# Baby Bosc Monitor - Sleeping Habits



## The Moog (May 16, 2010)

Hi there i am new to Bosc Keeping and just wanted to know what is normal sleeping for a Baby Bosc.

He seems happy and healthy and is eating well and pooping no problem. He wakes up in the morning when the lights and temps warm up and he is active through the day basking and chasing crickets and the like. Got the temp thermostatted as well. 

His home is a good size and i believe all our temps are right etc. But at about the same time every night at about six o clock he burrows or goes under his bridge and that's him done til tomorrow.

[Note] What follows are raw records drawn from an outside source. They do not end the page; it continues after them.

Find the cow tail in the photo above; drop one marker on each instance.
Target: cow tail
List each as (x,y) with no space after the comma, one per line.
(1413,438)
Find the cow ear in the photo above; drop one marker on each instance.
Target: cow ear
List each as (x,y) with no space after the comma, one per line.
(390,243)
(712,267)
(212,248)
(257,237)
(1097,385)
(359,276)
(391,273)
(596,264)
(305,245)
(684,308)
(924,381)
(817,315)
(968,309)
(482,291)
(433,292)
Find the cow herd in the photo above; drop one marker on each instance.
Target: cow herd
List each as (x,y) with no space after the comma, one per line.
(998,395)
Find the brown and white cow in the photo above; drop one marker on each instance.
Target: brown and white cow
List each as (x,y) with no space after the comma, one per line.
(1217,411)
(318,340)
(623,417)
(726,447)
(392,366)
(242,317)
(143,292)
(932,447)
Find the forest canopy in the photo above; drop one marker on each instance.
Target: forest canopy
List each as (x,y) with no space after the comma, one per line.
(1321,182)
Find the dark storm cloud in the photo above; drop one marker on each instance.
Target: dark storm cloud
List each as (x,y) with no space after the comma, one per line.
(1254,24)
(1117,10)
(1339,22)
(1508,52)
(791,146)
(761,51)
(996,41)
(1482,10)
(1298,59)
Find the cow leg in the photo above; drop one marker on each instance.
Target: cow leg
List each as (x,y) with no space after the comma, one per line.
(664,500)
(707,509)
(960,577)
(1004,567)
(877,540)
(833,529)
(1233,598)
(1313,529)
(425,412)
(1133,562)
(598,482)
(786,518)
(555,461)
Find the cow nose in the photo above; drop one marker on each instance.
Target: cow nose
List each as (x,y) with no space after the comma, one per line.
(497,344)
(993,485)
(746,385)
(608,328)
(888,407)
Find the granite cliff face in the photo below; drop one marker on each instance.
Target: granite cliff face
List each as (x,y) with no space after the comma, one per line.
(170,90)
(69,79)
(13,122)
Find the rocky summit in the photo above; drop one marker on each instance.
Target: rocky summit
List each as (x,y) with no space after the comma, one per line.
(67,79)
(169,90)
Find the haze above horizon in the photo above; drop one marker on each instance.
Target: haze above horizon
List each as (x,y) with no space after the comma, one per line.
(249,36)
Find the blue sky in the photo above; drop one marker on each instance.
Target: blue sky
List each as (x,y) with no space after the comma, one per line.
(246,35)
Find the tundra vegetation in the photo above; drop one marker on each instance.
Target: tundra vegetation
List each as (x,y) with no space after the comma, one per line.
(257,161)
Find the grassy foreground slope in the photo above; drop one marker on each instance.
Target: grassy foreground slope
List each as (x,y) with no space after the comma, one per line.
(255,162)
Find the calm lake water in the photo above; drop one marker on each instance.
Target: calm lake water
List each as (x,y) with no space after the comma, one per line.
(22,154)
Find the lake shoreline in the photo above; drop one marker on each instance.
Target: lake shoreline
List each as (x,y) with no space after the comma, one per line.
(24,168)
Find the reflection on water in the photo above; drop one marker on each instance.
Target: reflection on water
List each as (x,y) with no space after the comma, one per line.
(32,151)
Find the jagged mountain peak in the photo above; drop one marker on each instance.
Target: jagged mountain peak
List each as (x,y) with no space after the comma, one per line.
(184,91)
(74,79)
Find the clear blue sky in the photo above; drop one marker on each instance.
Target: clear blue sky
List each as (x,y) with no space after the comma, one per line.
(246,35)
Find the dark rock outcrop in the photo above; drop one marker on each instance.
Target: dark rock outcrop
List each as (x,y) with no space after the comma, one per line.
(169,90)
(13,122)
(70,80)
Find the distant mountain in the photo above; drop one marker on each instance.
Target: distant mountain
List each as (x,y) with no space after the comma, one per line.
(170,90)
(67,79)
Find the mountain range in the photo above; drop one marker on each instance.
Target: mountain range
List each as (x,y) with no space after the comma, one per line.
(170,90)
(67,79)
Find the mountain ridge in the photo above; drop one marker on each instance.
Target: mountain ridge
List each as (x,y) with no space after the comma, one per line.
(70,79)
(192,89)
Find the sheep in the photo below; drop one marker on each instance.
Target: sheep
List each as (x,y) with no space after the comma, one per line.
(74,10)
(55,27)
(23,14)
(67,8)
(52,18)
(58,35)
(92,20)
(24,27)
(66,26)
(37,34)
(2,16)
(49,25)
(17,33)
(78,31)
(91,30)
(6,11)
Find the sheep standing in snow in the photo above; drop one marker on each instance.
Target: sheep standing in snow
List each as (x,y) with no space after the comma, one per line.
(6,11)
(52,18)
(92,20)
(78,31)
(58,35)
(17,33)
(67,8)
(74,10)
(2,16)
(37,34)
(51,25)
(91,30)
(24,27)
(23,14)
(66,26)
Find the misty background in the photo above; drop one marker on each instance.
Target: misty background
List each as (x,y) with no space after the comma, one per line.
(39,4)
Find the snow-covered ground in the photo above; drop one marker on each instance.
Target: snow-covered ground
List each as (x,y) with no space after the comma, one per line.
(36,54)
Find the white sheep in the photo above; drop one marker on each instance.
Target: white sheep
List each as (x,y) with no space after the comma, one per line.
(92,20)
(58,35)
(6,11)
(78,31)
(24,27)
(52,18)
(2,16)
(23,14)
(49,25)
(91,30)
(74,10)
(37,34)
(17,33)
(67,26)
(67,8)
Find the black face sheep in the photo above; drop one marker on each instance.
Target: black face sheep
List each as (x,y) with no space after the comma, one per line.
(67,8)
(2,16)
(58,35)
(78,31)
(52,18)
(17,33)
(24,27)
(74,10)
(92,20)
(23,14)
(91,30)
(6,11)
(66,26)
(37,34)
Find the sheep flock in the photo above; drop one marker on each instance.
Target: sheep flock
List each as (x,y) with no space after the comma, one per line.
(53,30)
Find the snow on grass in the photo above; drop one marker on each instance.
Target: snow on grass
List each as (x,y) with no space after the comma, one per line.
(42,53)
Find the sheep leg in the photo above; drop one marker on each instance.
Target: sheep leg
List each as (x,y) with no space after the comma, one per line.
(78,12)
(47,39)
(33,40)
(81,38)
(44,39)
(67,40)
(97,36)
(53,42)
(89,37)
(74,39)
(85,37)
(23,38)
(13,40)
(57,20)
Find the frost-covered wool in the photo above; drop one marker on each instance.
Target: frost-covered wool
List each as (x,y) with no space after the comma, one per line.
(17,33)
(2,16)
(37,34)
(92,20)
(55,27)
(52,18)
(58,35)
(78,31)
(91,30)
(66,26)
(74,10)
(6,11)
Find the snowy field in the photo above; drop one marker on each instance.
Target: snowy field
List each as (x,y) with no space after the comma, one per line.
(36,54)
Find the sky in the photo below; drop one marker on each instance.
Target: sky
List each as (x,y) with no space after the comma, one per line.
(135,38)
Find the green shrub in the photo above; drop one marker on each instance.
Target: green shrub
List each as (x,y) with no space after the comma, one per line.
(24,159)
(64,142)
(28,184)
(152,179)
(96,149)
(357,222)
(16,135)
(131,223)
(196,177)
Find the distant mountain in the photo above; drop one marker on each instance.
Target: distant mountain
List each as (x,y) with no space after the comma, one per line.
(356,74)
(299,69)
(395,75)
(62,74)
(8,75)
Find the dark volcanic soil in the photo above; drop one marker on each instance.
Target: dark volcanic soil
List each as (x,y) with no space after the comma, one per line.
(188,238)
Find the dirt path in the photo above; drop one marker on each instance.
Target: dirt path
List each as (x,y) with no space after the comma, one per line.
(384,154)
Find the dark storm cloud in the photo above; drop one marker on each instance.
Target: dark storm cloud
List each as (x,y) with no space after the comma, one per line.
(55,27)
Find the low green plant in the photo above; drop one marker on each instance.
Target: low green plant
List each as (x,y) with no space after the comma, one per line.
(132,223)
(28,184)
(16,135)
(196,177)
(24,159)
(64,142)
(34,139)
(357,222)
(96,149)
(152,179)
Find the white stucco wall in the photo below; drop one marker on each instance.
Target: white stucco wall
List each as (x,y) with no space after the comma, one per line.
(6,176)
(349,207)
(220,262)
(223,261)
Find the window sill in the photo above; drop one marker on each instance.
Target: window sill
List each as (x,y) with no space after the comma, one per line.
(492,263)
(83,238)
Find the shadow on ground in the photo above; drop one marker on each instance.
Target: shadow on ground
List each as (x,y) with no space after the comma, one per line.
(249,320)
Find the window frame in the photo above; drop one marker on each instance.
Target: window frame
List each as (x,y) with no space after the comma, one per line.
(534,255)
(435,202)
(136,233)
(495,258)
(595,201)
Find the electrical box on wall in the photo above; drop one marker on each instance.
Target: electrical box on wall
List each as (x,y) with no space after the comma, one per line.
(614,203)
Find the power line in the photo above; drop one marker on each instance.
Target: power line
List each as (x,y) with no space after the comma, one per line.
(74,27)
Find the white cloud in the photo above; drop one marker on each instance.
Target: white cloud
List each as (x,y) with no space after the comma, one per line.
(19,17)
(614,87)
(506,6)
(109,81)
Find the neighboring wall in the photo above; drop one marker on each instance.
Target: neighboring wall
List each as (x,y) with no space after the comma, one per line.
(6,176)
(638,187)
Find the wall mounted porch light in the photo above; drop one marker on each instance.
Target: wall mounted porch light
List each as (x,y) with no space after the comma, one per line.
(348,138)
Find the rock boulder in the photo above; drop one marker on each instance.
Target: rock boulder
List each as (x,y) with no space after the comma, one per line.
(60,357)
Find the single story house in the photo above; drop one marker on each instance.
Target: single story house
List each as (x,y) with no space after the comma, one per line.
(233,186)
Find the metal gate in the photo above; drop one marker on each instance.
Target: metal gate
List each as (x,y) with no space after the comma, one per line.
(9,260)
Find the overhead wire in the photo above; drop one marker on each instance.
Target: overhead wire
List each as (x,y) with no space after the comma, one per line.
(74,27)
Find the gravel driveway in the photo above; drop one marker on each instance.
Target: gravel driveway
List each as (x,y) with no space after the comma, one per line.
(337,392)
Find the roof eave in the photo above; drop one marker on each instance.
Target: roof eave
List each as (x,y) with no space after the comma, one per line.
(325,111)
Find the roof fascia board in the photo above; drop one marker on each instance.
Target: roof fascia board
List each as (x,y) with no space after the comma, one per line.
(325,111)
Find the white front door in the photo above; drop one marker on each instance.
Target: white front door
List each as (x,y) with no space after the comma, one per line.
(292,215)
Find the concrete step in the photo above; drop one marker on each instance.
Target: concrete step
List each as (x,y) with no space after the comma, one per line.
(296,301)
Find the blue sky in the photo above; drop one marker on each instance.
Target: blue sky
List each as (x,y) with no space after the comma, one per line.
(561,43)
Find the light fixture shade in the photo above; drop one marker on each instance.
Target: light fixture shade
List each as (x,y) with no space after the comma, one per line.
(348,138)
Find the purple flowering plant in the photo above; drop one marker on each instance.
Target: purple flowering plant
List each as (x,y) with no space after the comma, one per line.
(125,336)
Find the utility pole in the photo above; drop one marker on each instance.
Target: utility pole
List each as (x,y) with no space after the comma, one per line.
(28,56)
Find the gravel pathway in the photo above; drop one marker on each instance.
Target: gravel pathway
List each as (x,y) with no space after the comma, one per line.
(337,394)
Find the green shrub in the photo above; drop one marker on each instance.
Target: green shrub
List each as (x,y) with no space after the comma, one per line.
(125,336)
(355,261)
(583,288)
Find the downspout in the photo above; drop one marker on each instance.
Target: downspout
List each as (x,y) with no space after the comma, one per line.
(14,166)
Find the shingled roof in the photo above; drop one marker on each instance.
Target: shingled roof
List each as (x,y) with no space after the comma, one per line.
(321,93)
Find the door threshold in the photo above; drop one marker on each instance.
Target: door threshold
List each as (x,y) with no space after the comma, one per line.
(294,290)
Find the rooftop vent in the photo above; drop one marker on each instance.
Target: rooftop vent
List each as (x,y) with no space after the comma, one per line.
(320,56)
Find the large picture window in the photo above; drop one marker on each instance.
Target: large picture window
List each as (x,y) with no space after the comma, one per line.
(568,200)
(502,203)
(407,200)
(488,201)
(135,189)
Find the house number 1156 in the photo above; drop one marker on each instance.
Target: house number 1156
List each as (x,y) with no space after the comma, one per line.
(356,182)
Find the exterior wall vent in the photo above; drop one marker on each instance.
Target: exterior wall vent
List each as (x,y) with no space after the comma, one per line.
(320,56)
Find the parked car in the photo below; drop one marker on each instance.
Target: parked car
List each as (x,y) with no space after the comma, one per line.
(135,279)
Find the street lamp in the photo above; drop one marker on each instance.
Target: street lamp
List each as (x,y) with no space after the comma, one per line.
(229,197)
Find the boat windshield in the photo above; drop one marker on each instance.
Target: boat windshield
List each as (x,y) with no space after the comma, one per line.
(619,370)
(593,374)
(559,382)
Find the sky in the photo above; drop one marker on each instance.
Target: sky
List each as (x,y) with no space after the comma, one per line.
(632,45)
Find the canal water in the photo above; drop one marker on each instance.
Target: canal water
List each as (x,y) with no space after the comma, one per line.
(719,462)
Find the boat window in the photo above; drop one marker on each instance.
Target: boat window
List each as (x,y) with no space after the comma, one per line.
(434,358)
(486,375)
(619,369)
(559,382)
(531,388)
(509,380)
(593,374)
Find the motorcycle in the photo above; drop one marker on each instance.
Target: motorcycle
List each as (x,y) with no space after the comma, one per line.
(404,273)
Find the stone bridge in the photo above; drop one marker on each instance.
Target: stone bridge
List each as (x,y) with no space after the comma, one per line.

So for most of the working week we don't see too much of him. It seems a fair bit to sleep but is this normal? Its like when babies go to bed very early.

Is this usual or will he sleep less as he gets older? I'm not so bothered as long as he's happy.

He is ten weeks old at the moment. 

eace:


----------



## Hardwicki (Jun 18, 2007)

From my experience of keepin a bosc, they sleep alot.
They sleep during the night, they sleep under the basking lamp, they sleep whenever they feel like it.
I'd say the bosc will prob sleep a good 75% of the day quite happily. 
I wouldnt worry, this seems normal. : victory:


----------



## The Moog (May 16, 2010)

Thanks for that - i thought that might well be the case but being new to them and all that just wanted to make sure!

:2thumb:


----------